See, there's this stuff called myelin in our brain. I learned about it by reading this post by Justine Musk called The Dirty Secret Truth about Talent - and How to Grow It. We grow myelin by struggling, by learning something new and challenging.
"...every time you struggle with a new skill, every time you push yourself, you’re firing the right signals through the right neural channels. Myelin adds itself to your neural circuitry…until one day the skill comes so “naturally” that it looks and seems effortless. You are “talented”. But that “breakthrough” you experienced didn’t come out of nowhere. It’s not a gift from the gods."
It's hard work and myelin working together to 'grow' your skill, your talent.
So keep pushing yourself, keep working hard, keep striving. It will pay.
Give up on Passion: What I Mean, is this...
Don't expect your passion to fuel your creativity. By its very nature, passion is transient, flaring and dissipating. Shifting allegiance.
We like to do the things we're good at.
So get good at something, and then enjoy your passion for it. Don't wait for the passion to drive you.
I'm not there yet. I'm not passionately compelled to write. In fact, I'm vastly entertained just staring at the wall and letting the stories play out in my mind, without having to write them all down.
But I committed to NaNoWriMo - publicly. So writing became part of my daily agenda, like feeding BoyChild or brushing my teeth, it became routine. I'm not going to say it was easy, because it wasn't. But the result of just doing it anyway, is that it's now easier. And because it is easier, it's also
Consider Yourself Subordinate: Public Accountability
Every night, after my writing session, I went on to the NaNoWriMo website and entered my word count, which automatically updated the progress widget on the blog. So every day, anyone could visit my blog and see exactly how many words I'd written.
I didn't really appreciate the magnitude of this until after NaNoWriMo was over. After I cracked out the 50k words, I saved my file and closed it for a few days. Last night, I opened the file and was at a loss, when I had no word count widget to update, after my writing session was over.
I relied on you to keep me on task. THANK YOU.
Which reminded me of these good reasons for blogging in the first place.
So declare your goals and intentions to someone who'll ask you about them. Or imagine explaining to your child/ren why you didn't/don't pursue your dreams/goals.
Discover WHY You Write: Soothing the Beast
I've discovered why I write by a process of elimination.
I don't write because:
- I love the process. I really, really don't love the process. I find it confusing, overwhelming, and vaguely embarrassing.

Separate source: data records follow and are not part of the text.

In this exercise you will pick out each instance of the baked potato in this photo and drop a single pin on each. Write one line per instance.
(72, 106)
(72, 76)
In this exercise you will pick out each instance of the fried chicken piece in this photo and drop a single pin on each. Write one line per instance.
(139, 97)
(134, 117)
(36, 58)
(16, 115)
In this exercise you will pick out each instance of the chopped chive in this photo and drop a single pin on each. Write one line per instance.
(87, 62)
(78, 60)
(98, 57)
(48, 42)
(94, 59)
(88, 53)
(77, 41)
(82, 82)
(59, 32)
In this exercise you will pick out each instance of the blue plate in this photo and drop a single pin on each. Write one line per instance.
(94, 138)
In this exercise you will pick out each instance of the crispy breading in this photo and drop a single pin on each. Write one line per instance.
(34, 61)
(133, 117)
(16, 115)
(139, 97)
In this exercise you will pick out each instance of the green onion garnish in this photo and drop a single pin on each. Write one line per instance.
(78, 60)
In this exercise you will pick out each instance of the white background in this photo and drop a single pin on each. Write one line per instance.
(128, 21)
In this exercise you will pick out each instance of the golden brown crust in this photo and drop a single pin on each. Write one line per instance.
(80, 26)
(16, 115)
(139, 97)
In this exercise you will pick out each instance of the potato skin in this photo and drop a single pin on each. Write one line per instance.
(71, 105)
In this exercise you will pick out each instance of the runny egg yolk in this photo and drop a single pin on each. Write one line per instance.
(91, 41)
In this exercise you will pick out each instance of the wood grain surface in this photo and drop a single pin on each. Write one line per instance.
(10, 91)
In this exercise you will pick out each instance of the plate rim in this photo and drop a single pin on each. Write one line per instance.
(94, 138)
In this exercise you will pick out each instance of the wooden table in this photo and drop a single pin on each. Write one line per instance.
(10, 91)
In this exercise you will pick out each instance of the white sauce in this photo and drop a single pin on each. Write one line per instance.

- I need to quiet the voices clammering in my head. As per above, I'm quite happy to listen to the voices and watch their stories unfold, lips moving as I mutter under my breath (which BoyChild thinks is hilarious). It's like watching an epic and beautifully cinematic movie that I have total control over. Cheap thrills.
- Money/Glory. 'Nuff said.
I do write because of the way it makes me feel about myself afterward. Writing is hard, excruciating, arduous, painful. But I do it. I do it because, when I'm done, I feel relieved and full at the same time. Replete. Sated. It satisfies this sad, anxious, restless beast prowling deep within.
|Lazy Cat Days by mich&pics|
When I don't write, this beast rears her ugly head and I walk around this earth like a tiger with no teeth, a dragon with no fire. Something that should be majestic, proud, fierce. But is instead, sad, lethargic, humiliated. Pathetic. And very, very irritable.
I have felt this way for most of my adult life (with a few notable exceptions, childbirth and travel, being two of them). It never, ever occurred to me that writing may be the balm for my restless spirit. That writing is my teeth, my fire.
I'm 38 years old, and I'm just coming alive. Again.
So keep going. Never stop. Never quit. Never give up. Never give in. Never. Say. Die.